En los años setenta (del siglo pasado) los hombres y mujeres –toda esa gente de la contracultura– a los que no se la daban con queso se sentaban delante de un televisor apagado y lo miraban fijamente durante unas cuantas horas y, al final, decían: “Ya basta, ya lo he visto todo”.
Al principio se colocaban papelitos untados de ácido en los espacios interdentales, pero luego se dieron cuenta de que no hacía falta colocarse bajo la influencia/under the influence porque la pantalla apagada era el aleph: el punto que contiene todos los puntos del universo y, por añadidura, el detrito que contiene todo el detritus de la sociedad de consumo. El caso es que muy pronto las televisiones desaparecerán, salvo en ciertos bares de Castilla-León, y para mirar una pantalla apagada habrá que abrir un laptop y dejar que pase el tiempo. ¿Qué hacer? ¿Cómo podemos volver a contemplar la totalidad cósmica en un grano de arroz?, ¿mirando una pantalla encendida? También los laptop y los teléfonos móviles desaparecerán, pero nunca desaparecerá la necesidad –fieramente humana– de contemplar el infinito. Lo contrario de una pantalla apagada no tiene que ser necesariamente una pantalla encendida. Eso sería lo más fácil, y el artista escoge siempre el camino más difícil. Tú eres un artista.
Lo contrario de una pantalla apagada puede ser una no-pantalla no-apagada, por ejemplo: el ojo de buey del tambor de una lavadora en funcionamiento.
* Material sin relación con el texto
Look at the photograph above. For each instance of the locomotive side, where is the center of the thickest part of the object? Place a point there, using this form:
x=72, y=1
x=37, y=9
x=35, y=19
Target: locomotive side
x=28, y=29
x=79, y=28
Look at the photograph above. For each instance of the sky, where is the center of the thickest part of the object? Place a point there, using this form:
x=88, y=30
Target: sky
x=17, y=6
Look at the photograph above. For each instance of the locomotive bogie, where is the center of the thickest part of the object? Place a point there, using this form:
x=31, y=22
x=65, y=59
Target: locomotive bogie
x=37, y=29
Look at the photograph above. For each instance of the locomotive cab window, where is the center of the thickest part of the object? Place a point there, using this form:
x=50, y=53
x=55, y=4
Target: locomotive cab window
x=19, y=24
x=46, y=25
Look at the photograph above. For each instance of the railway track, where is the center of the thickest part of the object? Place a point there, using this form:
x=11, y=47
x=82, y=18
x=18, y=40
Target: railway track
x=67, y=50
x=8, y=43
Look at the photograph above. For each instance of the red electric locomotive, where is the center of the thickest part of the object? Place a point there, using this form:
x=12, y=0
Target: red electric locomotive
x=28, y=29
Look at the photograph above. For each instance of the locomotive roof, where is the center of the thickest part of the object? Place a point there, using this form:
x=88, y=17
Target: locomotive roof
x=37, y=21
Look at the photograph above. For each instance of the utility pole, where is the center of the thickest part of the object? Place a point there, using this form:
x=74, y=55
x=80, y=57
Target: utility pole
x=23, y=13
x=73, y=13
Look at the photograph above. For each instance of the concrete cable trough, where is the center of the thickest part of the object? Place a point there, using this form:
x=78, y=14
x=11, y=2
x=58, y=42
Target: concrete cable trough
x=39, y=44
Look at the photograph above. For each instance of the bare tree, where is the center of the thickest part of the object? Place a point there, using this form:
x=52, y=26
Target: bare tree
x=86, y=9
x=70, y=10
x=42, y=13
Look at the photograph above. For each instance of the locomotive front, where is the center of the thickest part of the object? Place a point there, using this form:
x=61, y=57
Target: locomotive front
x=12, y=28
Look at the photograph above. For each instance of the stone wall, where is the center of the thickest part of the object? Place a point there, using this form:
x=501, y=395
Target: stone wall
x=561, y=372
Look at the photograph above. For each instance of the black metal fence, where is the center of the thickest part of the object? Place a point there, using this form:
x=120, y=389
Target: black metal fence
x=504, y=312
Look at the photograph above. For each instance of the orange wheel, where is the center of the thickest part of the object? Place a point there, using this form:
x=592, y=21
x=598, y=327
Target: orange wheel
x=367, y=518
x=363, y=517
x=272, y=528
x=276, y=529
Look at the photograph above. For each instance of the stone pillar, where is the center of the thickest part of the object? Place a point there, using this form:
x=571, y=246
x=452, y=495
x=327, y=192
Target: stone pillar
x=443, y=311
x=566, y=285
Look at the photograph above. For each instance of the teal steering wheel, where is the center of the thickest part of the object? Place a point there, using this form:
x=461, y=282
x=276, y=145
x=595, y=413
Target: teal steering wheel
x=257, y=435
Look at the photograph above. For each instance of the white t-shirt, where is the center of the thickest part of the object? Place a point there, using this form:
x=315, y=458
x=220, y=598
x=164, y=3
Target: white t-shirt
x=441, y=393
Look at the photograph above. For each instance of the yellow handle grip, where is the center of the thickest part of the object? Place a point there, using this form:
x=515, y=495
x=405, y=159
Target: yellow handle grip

Lo primero que hay que hacer es elegir un programa. Sin programa no hacemos nada. ¿Hace falta algo más? ¿Hace falta estar bajo la influencia? Elige tu propia aventura. Mirar un tambor de una lavadora durante todo un programa de lavado, incluido el trepidante –y sexualmente explícito– centrifugado, es muy parecido a estar bajo la influencia sin haber hecho nada –por ejemplo: fumar– por estarlo. Pero no todos somos iguales, no todo es siempre lo mismo. Algunos dicen que es imposible concentrarse en el tambor de una lavadora durante todo un programa de lavado sin estar bajo la influencia. Otros dicen que se volverían locos, y precisamente para no volverse locos volverían la vista hacia la encimera o hacia las juntas de las baldosas del suelo: “Estas juntas están muy sucias/Mierda: ya no estoy en el tambor, ya me he salido del infinito”. No todos estamos preparados para soportar el peso del universo sobre los hombros, ni para enfrentarnos a la infinitud espiral del tambor de una lavadora. Lo que podemos hacer, entonces, es meternos dentro de la influencia/into the influence, o sea, abismarnos en el tambor de la lavadora y no limitarnos a mirar las espirales, sino formar parte de una espiral y, de esta manera, formar parte del infinito, confundirnos con lo que nunca acabará y todavía no ha empezado. Lo cual está muy bien, al menos durante un tiempo, justo el tiempo que tarda en completarse un programa entero de lavado –aclarado, centrifugado: toda esa locura– de una lavadora cualquiera.